A successful raid generates more value than it costs. Planning the economic viability of a raid before committing sulfur prevents wasteful attacks.
Raid cost estimation: 1. Identify the target base type and estimate the wall/door count to the loot room 2. Calculate total sulfur needed (use the reference table from section 1) 3. Factor in PvP losses: assume you will lose 1-2 kits per team member during the raid (2,000-5,000 sulfur equivalent in gear per kit) 4. Add 20% sulfur buffer for unexpected walls, bunkers, or additional doors 5. Total cost = explosive sulfur + kit replacement + buffer
Raid value estimation: 1. Estimate the target's inventory based on their play pattern (monument runners have components, farmers have resources, PvP players have weapons) 2. A small 2x1 base on day 2 of wipe typically contains 500-2,000 scrap worth of items 3. A medium 2x2 honeycombed base on day 3-4 typically contains 2,000-8,000 scrap worth of items 4. A large compound on day 5+ can contain 10,000+ scrap worth of items
Profitability threshold: Only raid if the estimated value exceeds twice the raid cost. This accounts for imperfect intelligence (the base might contain less than expected) and the time investment.

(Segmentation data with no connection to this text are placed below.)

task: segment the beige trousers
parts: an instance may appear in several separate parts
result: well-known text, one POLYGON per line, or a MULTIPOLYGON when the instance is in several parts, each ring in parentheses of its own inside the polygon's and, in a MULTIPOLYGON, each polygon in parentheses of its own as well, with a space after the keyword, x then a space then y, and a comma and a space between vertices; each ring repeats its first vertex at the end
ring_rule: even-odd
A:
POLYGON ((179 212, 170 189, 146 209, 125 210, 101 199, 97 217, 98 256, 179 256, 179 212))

Sulfur farming rate: A single player with a jackhammer and Pure Ore Tea can farm approximately 3,000-5,000 sulfur ore per hour. A trio farming together produces 10,000-15,000 sulfur ore per hour. A C4-level raid on a medium base costs approximately 20,000 sulfur, which takes a trio roughly 2 hours of focused sulfur farming.
Raid timing: The best time to raid is Thursday through Saturday on weekly wipe servers, when players have accumulated maximum loot but have not yet used it. Raiding on the first day yields minimal loot (players have not had time to accumulate). Raiding the day before wipe is pointless (everything is wiped anyway). The sweet spot is mid-wipe when bases are stocked but defenses have not been fully expanded.